Kaylani rejoignit le coin du comptoir où étaient posées ses affaires, délaissées depuis un bon trois quart d’heures. Elle quitta le local en inspirant profondément, sentant la brise fraiche frôler son visage. De retour dans le bar, Karen débarrassa le meuble des bouteilles et verres vides avant de les envoyer à la cuisine où les plongeurs lavaient déjà une bonne partie de la vaisselle.

Etant donné que la soirée était déjà entamée et que peu de monde arrivaient au bar, Karen se permit une pause en avance, lorsqu’elle avait déposé les verres à la cuisine, l’odeur appétissante du plat que préparaient les cuistanciers lui avait donné l’eau à la bouche. Elle se dirigea donc vers une table isolée pour éviter de gêner les cuisiniers et entama son délicieux repas. La jeune femme n’eut pas le temps de fourrer la cuillère dans sa bouche qu’elle disparut de sa main, en relevant la tête, elle découvrit son collègues et ami d’enfance, Josh.

« Quelle courtoisie ! Commenta Karen en sortant un autre ustensile d’un tiroir qui se trouvait derrière elle.

-Tu joues la bourgeoise maintenant ? T’es à ce point influencée par cette femme ou quoi ? Se moqua le jeune homme en s’asseyant sur une chaise en face de son amie.

-Tu n’as pas de travail, toi ?

-Tu sais que durant les jours de la semaine, le bar est quasiment vide. Et puis, je te fais remarquer que toi non plus, tu ne travailles pas.

-Contrairement à toi, j’ai pris ma pause, je n’abandonne pas mon poste. »

Sur ces mots, Josh se leva d’un bond et alla, presque en courant, vers le mur où était accroché une liste emplie de cartes magnétiques avec des noms divers. Il prit la sienne et la déplaça vers l’écriteau « pause ». La propriétaire des lieux avait instauré cette habitude pour éviter la supercherie de certains employés qui demandaient une augmentation de paye alors qu’ils ne méritaient même pas le quart. C’est pourquoi Josh eut des sueurs froides en pensant que le directeur toucherait à son salaire au cas où il croirait qu’il faisait preuve de tricherie. Déjà qu’elle était « juste », le jeune homme refuserait une quelconque baisse.
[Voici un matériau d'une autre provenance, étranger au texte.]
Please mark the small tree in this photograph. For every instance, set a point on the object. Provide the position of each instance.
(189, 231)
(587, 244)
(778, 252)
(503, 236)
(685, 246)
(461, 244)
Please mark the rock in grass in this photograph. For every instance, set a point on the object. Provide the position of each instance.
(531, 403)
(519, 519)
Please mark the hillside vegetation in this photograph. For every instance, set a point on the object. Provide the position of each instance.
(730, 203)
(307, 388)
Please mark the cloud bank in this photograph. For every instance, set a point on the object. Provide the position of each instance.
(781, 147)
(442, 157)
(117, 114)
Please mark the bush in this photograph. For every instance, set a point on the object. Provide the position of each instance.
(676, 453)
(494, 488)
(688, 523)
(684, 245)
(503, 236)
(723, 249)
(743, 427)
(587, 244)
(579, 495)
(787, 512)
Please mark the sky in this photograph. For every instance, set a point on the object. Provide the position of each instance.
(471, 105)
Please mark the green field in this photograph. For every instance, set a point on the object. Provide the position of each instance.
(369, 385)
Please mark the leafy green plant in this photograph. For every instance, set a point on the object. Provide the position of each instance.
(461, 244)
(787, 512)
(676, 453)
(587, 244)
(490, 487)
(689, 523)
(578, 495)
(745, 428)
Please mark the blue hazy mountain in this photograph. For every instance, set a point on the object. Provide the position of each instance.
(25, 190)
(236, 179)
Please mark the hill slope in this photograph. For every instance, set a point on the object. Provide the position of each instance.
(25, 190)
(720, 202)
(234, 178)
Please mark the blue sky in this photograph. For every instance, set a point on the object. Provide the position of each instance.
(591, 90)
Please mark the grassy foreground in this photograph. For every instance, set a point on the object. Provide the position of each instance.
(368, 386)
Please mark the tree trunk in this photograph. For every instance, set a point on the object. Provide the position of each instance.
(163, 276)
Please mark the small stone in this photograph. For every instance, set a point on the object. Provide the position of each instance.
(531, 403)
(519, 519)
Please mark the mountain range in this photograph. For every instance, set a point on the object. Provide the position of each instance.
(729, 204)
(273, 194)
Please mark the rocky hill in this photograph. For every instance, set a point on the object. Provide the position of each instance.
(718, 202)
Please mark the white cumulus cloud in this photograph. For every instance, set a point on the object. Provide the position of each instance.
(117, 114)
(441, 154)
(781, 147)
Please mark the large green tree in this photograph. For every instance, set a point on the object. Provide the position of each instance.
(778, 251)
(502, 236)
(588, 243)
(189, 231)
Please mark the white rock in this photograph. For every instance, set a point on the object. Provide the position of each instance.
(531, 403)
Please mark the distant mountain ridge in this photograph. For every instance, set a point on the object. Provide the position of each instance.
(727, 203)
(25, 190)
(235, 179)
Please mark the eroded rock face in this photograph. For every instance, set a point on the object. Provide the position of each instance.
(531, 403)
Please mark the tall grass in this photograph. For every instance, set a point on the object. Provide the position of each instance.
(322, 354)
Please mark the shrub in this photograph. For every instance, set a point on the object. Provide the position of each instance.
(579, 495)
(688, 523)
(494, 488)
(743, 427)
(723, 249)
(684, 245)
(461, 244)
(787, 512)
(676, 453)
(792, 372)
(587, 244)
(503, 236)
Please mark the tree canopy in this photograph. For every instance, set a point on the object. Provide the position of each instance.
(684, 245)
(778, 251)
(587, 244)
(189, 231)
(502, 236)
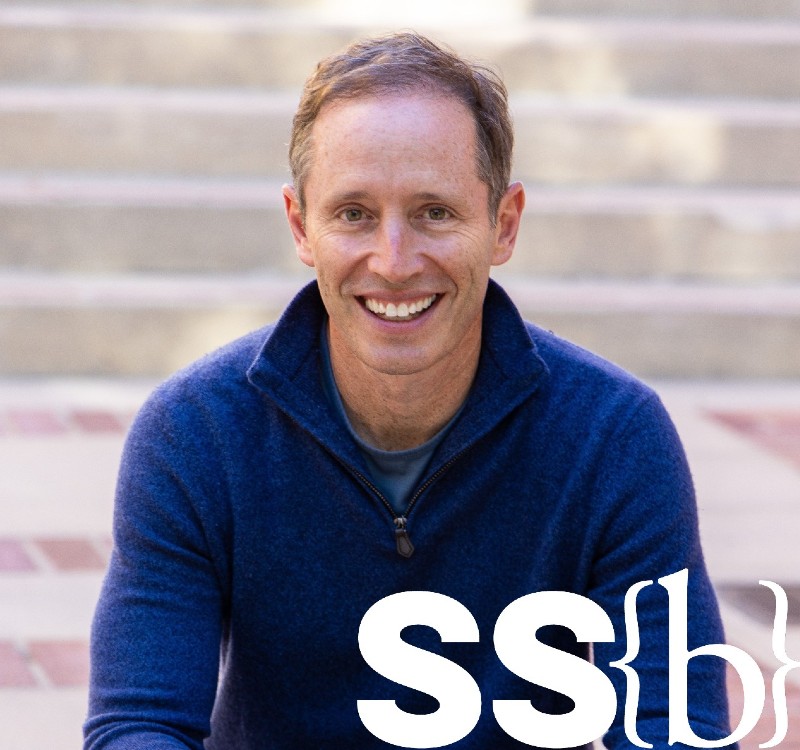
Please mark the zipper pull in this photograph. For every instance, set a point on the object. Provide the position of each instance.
(404, 546)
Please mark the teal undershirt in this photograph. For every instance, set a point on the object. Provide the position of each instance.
(395, 473)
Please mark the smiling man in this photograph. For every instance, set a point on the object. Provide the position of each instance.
(399, 429)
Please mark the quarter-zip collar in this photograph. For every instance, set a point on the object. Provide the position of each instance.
(287, 370)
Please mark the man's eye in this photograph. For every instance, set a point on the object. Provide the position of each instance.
(437, 213)
(352, 214)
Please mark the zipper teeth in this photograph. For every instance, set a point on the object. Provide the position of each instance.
(372, 487)
(429, 481)
(411, 503)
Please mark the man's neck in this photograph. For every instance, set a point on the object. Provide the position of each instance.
(398, 412)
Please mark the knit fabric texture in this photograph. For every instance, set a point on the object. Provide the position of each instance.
(249, 543)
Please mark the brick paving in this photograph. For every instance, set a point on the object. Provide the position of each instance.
(777, 431)
(63, 554)
(39, 422)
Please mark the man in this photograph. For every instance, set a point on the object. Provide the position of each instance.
(399, 429)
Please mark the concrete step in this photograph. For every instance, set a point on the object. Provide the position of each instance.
(73, 223)
(776, 9)
(130, 326)
(130, 44)
(772, 9)
(244, 133)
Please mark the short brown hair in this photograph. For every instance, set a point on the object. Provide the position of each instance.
(399, 63)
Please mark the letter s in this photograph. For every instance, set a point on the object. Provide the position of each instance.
(590, 689)
(382, 648)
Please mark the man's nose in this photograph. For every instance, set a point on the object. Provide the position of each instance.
(396, 254)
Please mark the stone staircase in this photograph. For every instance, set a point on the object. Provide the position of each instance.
(143, 145)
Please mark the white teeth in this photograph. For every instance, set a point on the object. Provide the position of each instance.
(401, 310)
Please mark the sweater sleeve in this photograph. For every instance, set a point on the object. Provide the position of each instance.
(157, 628)
(651, 531)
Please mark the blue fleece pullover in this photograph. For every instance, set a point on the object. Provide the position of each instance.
(249, 543)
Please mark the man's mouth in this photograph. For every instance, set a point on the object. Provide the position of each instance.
(400, 311)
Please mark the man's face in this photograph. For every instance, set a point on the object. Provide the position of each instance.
(398, 230)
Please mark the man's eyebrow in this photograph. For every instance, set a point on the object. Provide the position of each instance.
(351, 195)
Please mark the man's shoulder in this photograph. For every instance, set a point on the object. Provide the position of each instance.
(576, 370)
(211, 381)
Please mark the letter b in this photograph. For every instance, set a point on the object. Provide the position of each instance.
(679, 657)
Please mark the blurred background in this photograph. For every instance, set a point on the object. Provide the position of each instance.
(142, 149)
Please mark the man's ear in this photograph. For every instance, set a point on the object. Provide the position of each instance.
(509, 216)
(294, 216)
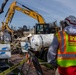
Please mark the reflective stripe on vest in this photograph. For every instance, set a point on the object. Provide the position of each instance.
(67, 50)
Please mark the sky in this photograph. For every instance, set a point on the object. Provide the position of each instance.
(51, 10)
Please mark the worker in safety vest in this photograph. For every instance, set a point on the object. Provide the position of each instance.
(62, 51)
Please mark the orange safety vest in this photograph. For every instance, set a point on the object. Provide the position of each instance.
(67, 49)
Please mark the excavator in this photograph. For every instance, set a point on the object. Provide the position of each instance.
(2, 6)
(40, 28)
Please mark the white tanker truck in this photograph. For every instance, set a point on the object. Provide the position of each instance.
(40, 44)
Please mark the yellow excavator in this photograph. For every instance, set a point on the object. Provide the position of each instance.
(2, 6)
(41, 27)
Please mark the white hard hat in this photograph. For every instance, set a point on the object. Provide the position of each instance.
(71, 20)
(29, 35)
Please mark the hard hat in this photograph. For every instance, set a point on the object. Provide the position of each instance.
(71, 20)
(29, 35)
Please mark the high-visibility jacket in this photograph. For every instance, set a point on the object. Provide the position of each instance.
(67, 49)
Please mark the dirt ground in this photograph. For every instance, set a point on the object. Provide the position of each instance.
(29, 71)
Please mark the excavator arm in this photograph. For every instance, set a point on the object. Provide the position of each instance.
(24, 10)
(2, 6)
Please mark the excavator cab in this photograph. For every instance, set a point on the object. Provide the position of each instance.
(44, 29)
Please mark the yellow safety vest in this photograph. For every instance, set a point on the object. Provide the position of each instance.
(67, 49)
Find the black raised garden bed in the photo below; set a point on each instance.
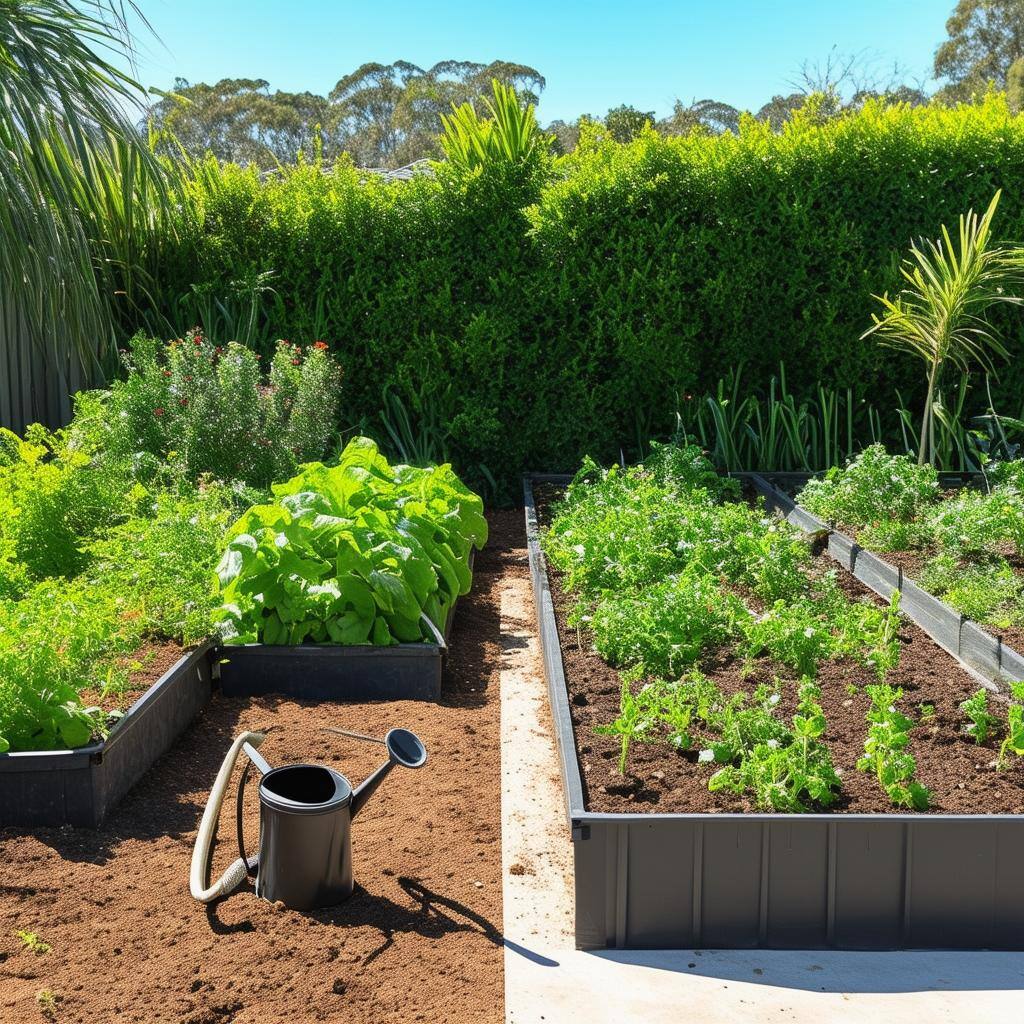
(326, 672)
(948, 628)
(80, 786)
(810, 881)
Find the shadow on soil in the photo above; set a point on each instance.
(834, 971)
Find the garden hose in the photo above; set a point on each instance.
(238, 871)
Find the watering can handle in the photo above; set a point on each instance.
(257, 759)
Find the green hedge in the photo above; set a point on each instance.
(538, 314)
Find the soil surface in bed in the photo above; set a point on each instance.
(420, 940)
(961, 774)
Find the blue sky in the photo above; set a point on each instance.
(594, 55)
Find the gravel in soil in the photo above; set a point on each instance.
(961, 774)
(420, 939)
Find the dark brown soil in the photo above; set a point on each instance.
(420, 940)
(145, 667)
(961, 774)
(911, 562)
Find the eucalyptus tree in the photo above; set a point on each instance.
(73, 171)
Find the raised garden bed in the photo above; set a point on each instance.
(973, 644)
(727, 879)
(324, 672)
(80, 786)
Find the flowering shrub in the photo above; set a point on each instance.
(208, 409)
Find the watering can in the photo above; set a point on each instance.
(305, 845)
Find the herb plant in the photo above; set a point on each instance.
(1014, 740)
(976, 709)
(791, 770)
(885, 749)
(210, 409)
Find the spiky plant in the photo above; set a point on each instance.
(77, 179)
(508, 134)
(941, 314)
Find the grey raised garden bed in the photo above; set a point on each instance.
(80, 786)
(948, 628)
(326, 672)
(812, 881)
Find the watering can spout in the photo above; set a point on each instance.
(404, 749)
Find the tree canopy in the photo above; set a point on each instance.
(381, 115)
(986, 38)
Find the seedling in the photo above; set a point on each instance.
(635, 721)
(885, 749)
(790, 773)
(33, 942)
(1015, 726)
(48, 1000)
(976, 709)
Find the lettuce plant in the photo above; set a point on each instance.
(358, 552)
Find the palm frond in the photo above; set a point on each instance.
(73, 169)
(940, 315)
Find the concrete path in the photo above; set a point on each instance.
(547, 980)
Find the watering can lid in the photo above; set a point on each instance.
(316, 799)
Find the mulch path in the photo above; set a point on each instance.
(421, 938)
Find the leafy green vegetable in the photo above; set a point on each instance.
(976, 709)
(885, 750)
(790, 771)
(359, 552)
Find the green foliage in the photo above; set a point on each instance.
(873, 486)
(359, 552)
(1014, 740)
(638, 715)
(885, 750)
(667, 628)
(987, 591)
(161, 562)
(32, 942)
(578, 303)
(824, 626)
(92, 563)
(896, 506)
(941, 311)
(211, 410)
(54, 494)
(686, 467)
(976, 709)
(794, 774)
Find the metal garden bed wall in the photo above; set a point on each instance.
(948, 628)
(323, 672)
(811, 881)
(80, 786)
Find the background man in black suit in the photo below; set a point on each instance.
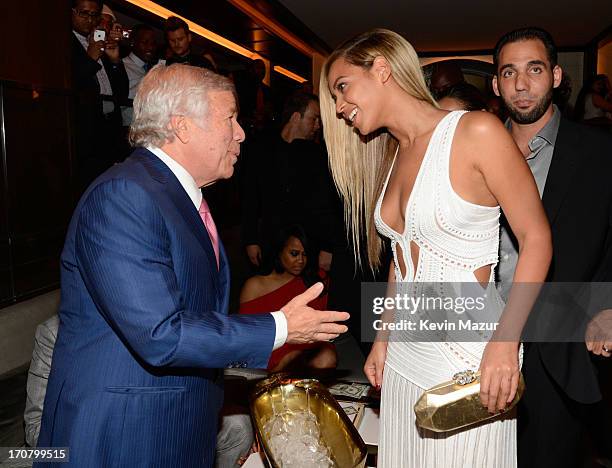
(178, 38)
(286, 181)
(572, 166)
(100, 84)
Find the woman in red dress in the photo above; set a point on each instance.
(291, 275)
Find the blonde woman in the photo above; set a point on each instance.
(433, 182)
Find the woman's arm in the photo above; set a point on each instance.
(375, 363)
(510, 181)
(252, 289)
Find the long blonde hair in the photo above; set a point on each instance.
(359, 163)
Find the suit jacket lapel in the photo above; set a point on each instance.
(562, 170)
(160, 172)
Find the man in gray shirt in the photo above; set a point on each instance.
(571, 165)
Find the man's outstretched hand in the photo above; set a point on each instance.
(307, 325)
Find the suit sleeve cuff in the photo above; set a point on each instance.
(281, 329)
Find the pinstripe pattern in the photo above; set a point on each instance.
(402, 444)
(143, 327)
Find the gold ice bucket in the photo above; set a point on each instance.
(456, 404)
(278, 394)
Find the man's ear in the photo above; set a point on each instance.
(557, 76)
(494, 84)
(381, 68)
(180, 127)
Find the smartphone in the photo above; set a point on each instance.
(99, 35)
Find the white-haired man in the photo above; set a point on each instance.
(144, 329)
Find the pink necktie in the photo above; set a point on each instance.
(210, 227)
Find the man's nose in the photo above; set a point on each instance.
(239, 134)
(521, 82)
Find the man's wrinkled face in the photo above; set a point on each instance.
(179, 41)
(215, 142)
(525, 80)
(85, 16)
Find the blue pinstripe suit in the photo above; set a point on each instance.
(144, 327)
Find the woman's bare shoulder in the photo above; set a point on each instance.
(253, 288)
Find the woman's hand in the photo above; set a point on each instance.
(375, 363)
(499, 375)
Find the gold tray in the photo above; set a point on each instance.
(277, 394)
(456, 404)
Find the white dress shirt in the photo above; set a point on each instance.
(195, 194)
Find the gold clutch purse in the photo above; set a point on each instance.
(455, 404)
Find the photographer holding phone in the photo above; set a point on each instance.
(100, 82)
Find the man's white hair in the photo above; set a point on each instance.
(167, 91)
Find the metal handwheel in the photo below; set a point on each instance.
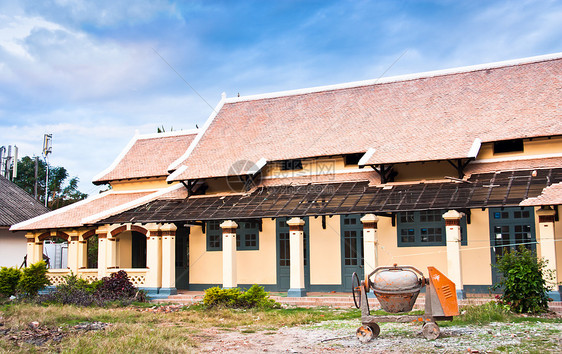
(356, 290)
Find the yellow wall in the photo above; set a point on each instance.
(125, 250)
(475, 256)
(419, 257)
(260, 266)
(325, 251)
(537, 146)
(204, 267)
(252, 266)
(311, 166)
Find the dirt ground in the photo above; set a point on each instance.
(339, 337)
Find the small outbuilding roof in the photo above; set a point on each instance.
(147, 156)
(16, 205)
(430, 116)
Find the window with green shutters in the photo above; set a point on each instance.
(247, 235)
(424, 228)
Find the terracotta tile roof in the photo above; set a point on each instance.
(147, 156)
(551, 195)
(72, 215)
(485, 190)
(416, 118)
(16, 205)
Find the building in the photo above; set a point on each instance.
(298, 190)
(15, 206)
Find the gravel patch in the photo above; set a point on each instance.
(339, 336)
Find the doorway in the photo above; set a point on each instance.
(352, 249)
(284, 254)
(182, 257)
(510, 228)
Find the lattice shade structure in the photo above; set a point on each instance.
(479, 191)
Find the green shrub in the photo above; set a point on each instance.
(33, 279)
(483, 314)
(256, 296)
(9, 278)
(216, 296)
(523, 282)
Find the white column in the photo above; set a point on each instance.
(229, 276)
(168, 259)
(370, 243)
(73, 252)
(296, 236)
(453, 235)
(82, 253)
(111, 251)
(30, 248)
(102, 253)
(547, 246)
(154, 259)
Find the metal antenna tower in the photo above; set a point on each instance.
(47, 149)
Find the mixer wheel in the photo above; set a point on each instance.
(375, 328)
(431, 330)
(364, 334)
(356, 290)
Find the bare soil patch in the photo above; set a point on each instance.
(339, 337)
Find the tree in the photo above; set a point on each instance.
(61, 192)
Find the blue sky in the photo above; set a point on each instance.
(87, 71)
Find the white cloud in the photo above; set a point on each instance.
(16, 29)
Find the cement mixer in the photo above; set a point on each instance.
(397, 289)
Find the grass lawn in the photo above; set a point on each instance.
(142, 329)
(133, 329)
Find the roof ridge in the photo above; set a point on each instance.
(398, 78)
(168, 134)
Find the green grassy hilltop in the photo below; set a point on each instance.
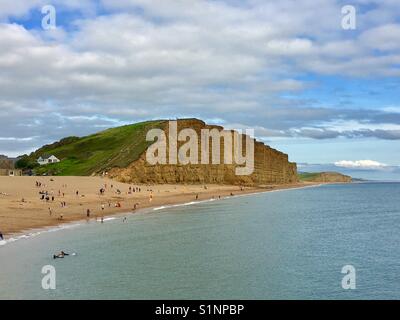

De retour auprès de Karen, elle le regardait avec son air moqueur et éclata de rire lorsque son ami lui lança un regard noir. Elle sentit une impression de déjà-vu, lorsqu’elle était en compagnie de Kaylani et Katherine.

« Rigole, rigole, moi au moins j’ai pas peur-

-C’est méchant. Répondit la serveuse sans lui laisser le temps de finir sa phrase

-Quand est-ce que tu vas leur dire ? Interrogea Josh en coupant un bout de viande. La blondasse passe, mais tu connais Kaylani depuis plus d’un an maintenant.

-Je n’en ai pas envie, ma vie me plaît comme ça. Renchérit Karen, essayant de mettre fin à la discussion.

-C’est pas en vivant avec cette phobie que tu vas t’épanouir.

-Josh, ce n’est pas une phobie. Merci de t’inquiéter pour moi, mais ça va. Finit-elle en plongeant sa cuillère dans le plat. »

Le jeune homme ne rajouta rien de plus et se contenta de l’observer. Se portait-elle vraiment bien ? Ce fut la question qui tournait en rond dans sa tête. Ils se connaissaient depuis l’école élémentaire. Étant voisins, ils prenaient le chemin ensemble. Il espérait faire plus avec elle ; manger dans un fastfood et critiquer les gens qui passaient, faire du footing au parc, continuer à prendre le même chemin vers le collège, lycée et l’université. Seulement, après un évènement qui les avait tous dévastés, Josh vit la vie de la jeune femme se chambouler et personne ne pourrait y remédier

Parfois, la vie était tout simplement injuste.